Rigby — who chairs Family Business UK and runs one of the country’s largest privately held technology services groups — frames AI as a “transformational” capability that will “reshape economies, labour markets and national power”, and argues UK progress to date has been departmentally fragmented. He singles out AI minister Kanishka Narayan as a credible leader but says cross-party engagement and infrastructure commitment are missing.
Context
The data centre figures cited — current UK capacity of around 1.6GW scaling to 6GW under government targets — match the Department for Science, Innovation and Technology’s published trajectory. Industry analysts have repeatedly flagged grid connection queues and substation capacity in the South East as the binding constraint. National Grid ESO’s connection reform process is ongoing, and the AI Growth Zones policy launched in 2025 was designed to fast-track sites; Rigby’s argument is that the politics of choosing which projects to displace from the queue have not been faced.

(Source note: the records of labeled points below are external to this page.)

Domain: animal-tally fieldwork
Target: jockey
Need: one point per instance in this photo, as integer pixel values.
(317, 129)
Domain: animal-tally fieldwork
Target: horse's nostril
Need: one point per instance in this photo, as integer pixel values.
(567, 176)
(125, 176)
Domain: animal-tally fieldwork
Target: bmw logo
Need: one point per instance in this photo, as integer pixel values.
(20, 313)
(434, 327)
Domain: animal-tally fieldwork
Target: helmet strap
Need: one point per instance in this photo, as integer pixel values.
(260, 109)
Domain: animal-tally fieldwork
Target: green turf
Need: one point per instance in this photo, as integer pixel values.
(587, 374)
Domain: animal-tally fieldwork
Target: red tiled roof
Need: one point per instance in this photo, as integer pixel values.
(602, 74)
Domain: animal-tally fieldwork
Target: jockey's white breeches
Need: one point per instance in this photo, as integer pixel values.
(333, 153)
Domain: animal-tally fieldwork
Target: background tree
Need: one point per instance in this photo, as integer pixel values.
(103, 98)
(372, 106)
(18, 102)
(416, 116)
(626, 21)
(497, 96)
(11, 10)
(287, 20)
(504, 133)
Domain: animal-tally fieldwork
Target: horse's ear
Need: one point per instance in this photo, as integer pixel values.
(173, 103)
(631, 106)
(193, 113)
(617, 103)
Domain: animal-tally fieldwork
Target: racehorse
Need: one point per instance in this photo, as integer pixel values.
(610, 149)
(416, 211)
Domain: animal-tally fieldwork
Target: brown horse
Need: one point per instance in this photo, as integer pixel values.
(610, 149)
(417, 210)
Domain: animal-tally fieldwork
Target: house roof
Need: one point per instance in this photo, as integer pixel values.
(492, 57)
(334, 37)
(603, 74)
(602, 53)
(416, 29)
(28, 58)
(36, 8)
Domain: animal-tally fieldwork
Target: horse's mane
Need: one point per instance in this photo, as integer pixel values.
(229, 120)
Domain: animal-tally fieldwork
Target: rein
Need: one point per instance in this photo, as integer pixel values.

His parallel argument on energy is that the UK approaches the topic “in silos”, citing North Sea production decisions made on net-zero rather than energy-sovereignty grounds. The piece links the two: AI compute requires reliable baseload, and the UK’s compute strategy is bottlenecked at the same point as its industrial electrification strategy.
For UK enterprise readers, the contribution sits alongside the Politico-reported criticism of the EU’s €20bn AI gigafactory plan as a “cathedrals in the desert” risk, and the Pentagon’s recent moves to broaden its AI vendor base. The shared theme: governments are committing AI infrastructure capital faster than they are resolving the power, policy and procurement constraints around it.
Looking forward
The Crime and Policing Bill, the consultation on facial recognition legislation, and the AI Growth Zones programme are all wending through 2026 in parallel. Rigby’s intervention is unusual in that it comes from a private-sector technology services CEO — Rigby Group’s revenue exceeds £4bn — rather than a think tank or trade body, lending it political weight. Whether the government responds with a published cross-departmental AI strategy, or continues to consult discretely through DSIT, will be the test of whether the criticism lands.